Challenges we can help solve
- Soil contamination in urban areas and former industrial sites where manufacturing, industrial dumping, and waste disposal may have occurred
- Soil contamination below the surface due to leaks from buried tanks, pipes, or landfill
- Contamination that is seeping through the soil into groundwater or being carried to nearby land and waterways in rainwater
Approaches to soil remediation and prevention of contamination
This in-situ chemical oxidation (ISCO) converts contaminated soils into non-hazardous soils by introducing remediating agents. It is particularly useful for remediating contaminants in difficult to access areas, for example, beneath buildings.
We can use a number of different techniques to introduce different remediating agents into the soil. In an innovative extension of the Jet grouting / Soilcrete® process, Halocrete involves adding a chemical reactant to the jet grouting slurry mix, strengthening the ground with soil-cement columns while, at the same time, degrading the contaminant in situ.
This involves digging up and removal of contaminated soil from a site for above-ground treatment or disposal.

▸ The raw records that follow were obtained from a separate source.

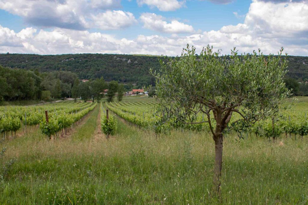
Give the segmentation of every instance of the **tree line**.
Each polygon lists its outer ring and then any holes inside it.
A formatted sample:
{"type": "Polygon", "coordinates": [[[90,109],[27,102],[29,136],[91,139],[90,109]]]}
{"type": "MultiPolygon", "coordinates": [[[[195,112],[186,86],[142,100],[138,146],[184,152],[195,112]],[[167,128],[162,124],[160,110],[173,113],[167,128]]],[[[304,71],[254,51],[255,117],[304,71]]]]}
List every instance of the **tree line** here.
{"type": "Polygon", "coordinates": [[[108,102],[113,101],[116,95],[120,101],[125,91],[123,84],[114,80],[107,83],[102,77],[85,82],[76,80],[72,88],[72,96],[75,100],[80,98],[85,102],[89,99],[93,102],[95,100],[99,102],[107,93],[108,102]]]}
{"type": "Polygon", "coordinates": [[[120,101],[126,90],[123,85],[115,81],[107,83],[103,78],[86,82],[80,81],[77,75],[71,71],[40,73],[37,70],[12,69],[0,66],[0,101],[49,101],[81,97],[86,101],[92,97],[99,100],[104,95],[104,90],[108,89],[109,102],[113,100],[117,93],[122,94],[118,95],[120,101]]]}
{"type": "MultiPolygon", "coordinates": [[[[265,56],[266,58],[268,56],[265,56]]],[[[275,56],[277,57],[277,56],[275,56]]],[[[284,56],[282,57],[284,59],[284,56]]],[[[101,77],[108,82],[115,80],[125,84],[127,89],[155,85],[150,68],[158,71],[160,68],[158,57],[151,55],[81,54],[40,55],[0,54],[0,65],[11,68],[37,69],[40,72],[70,71],[80,79],[95,79],[101,77]]],[[[288,56],[285,76],[299,83],[308,79],[308,57],[288,56]]],[[[287,82],[286,82],[287,83],[287,82]]],[[[299,92],[294,95],[308,95],[307,87],[299,83],[299,92]]]]}

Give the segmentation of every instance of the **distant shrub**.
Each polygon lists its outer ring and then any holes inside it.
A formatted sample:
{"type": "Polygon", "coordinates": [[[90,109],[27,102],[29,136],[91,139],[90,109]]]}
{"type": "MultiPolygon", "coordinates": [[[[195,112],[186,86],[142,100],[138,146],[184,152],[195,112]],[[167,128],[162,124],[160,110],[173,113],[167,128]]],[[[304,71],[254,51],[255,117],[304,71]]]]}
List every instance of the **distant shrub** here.
{"type": "Polygon", "coordinates": [[[116,119],[113,116],[109,115],[109,119],[107,120],[106,115],[102,115],[101,117],[102,131],[107,135],[107,138],[110,135],[114,134],[117,129],[117,123],[116,119]]]}
{"type": "Polygon", "coordinates": [[[51,94],[49,90],[43,90],[42,91],[41,99],[44,101],[49,101],[51,99],[51,94]]]}

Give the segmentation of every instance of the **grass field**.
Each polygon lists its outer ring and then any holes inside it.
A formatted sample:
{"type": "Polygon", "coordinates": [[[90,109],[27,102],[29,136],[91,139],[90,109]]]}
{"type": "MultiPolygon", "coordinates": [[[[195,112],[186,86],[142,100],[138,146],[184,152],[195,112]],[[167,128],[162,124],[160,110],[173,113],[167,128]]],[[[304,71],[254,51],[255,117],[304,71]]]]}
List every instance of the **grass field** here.
{"type": "MultiPolygon", "coordinates": [[[[294,109],[308,107],[307,100],[294,109]]],[[[124,98],[140,100],[153,99],[124,98]]],[[[308,204],[306,137],[273,142],[249,136],[239,143],[226,135],[218,199],[210,194],[209,134],[156,137],[118,119],[116,134],[107,139],[98,129],[100,109],[64,138],[50,141],[34,129],[3,142],[3,161],[15,161],[0,179],[0,203],[308,204]]]]}

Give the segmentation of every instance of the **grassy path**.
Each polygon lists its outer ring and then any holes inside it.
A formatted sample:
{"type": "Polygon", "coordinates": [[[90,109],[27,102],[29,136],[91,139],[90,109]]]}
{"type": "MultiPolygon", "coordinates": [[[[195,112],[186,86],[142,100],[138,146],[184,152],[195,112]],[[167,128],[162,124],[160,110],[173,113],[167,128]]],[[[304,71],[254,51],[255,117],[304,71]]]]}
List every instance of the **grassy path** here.
{"type": "Polygon", "coordinates": [[[93,137],[98,125],[97,118],[100,109],[99,103],[98,103],[93,111],[90,114],[84,123],[78,126],[72,134],[71,137],[73,140],[82,140],[93,137]]]}
{"type": "Polygon", "coordinates": [[[3,161],[16,161],[0,178],[0,204],[308,203],[308,139],[281,146],[226,136],[220,200],[208,192],[210,135],[173,131],[156,138],[118,119],[107,139],[97,135],[99,112],[99,104],[70,137],[49,141],[38,133],[6,144],[3,161]]]}

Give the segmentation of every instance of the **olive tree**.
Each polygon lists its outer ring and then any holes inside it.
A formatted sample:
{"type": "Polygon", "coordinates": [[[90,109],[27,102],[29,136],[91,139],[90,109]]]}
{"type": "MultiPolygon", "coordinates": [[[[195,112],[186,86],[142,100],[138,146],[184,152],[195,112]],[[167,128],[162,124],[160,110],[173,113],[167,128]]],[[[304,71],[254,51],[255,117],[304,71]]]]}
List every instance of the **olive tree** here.
{"type": "Polygon", "coordinates": [[[281,57],[283,50],[277,56],[265,56],[260,50],[238,55],[234,48],[230,55],[220,57],[213,46],[197,55],[188,45],[180,56],[161,59],[160,72],[151,70],[162,124],[208,123],[215,144],[214,193],[219,192],[224,135],[233,115],[237,115],[233,124],[253,123],[289,94],[283,80],[287,62],[281,57]],[[198,121],[199,113],[205,117],[198,121]]]}

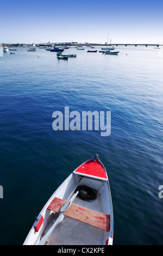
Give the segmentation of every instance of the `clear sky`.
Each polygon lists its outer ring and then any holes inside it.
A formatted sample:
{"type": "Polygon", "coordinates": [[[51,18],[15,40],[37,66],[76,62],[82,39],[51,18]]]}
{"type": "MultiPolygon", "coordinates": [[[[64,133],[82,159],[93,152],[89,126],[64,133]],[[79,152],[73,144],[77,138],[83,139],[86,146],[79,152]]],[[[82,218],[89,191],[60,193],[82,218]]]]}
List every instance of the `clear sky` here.
{"type": "Polygon", "coordinates": [[[162,0],[1,1],[0,43],[163,43],[162,0]]]}

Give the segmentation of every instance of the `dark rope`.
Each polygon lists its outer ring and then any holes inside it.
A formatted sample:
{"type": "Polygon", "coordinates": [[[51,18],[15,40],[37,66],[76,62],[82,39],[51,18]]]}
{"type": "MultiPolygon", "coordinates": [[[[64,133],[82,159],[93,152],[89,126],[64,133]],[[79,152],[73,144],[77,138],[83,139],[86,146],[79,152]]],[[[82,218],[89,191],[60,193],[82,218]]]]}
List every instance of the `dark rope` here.
{"type": "Polygon", "coordinates": [[[87,187],[85,185],[79,186],[76,189],[76,191],[79,191],[78,197],[82,200],[87,202],[95,201],[97,197],[97,191],[93,188],[87,187]],[[86,194],[83,191],[85,191],[86,194]]]}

When the contamination is too deep or too close to existing structures, we use bored piles to enable excavation without the need for horizontal support.
Binders are mixed with the in-situ soil to transform it into a new, solid, non-leachable material, effectively locking contaminants in place.
This technique can also be used to improve the geotechnical competency of the ground, increasing resistance and lowering permeability to make it more suitable to build on.
This involves the creation of an impermeable barrier to contain contaminants, eliminating the need for its costly removal and disposal.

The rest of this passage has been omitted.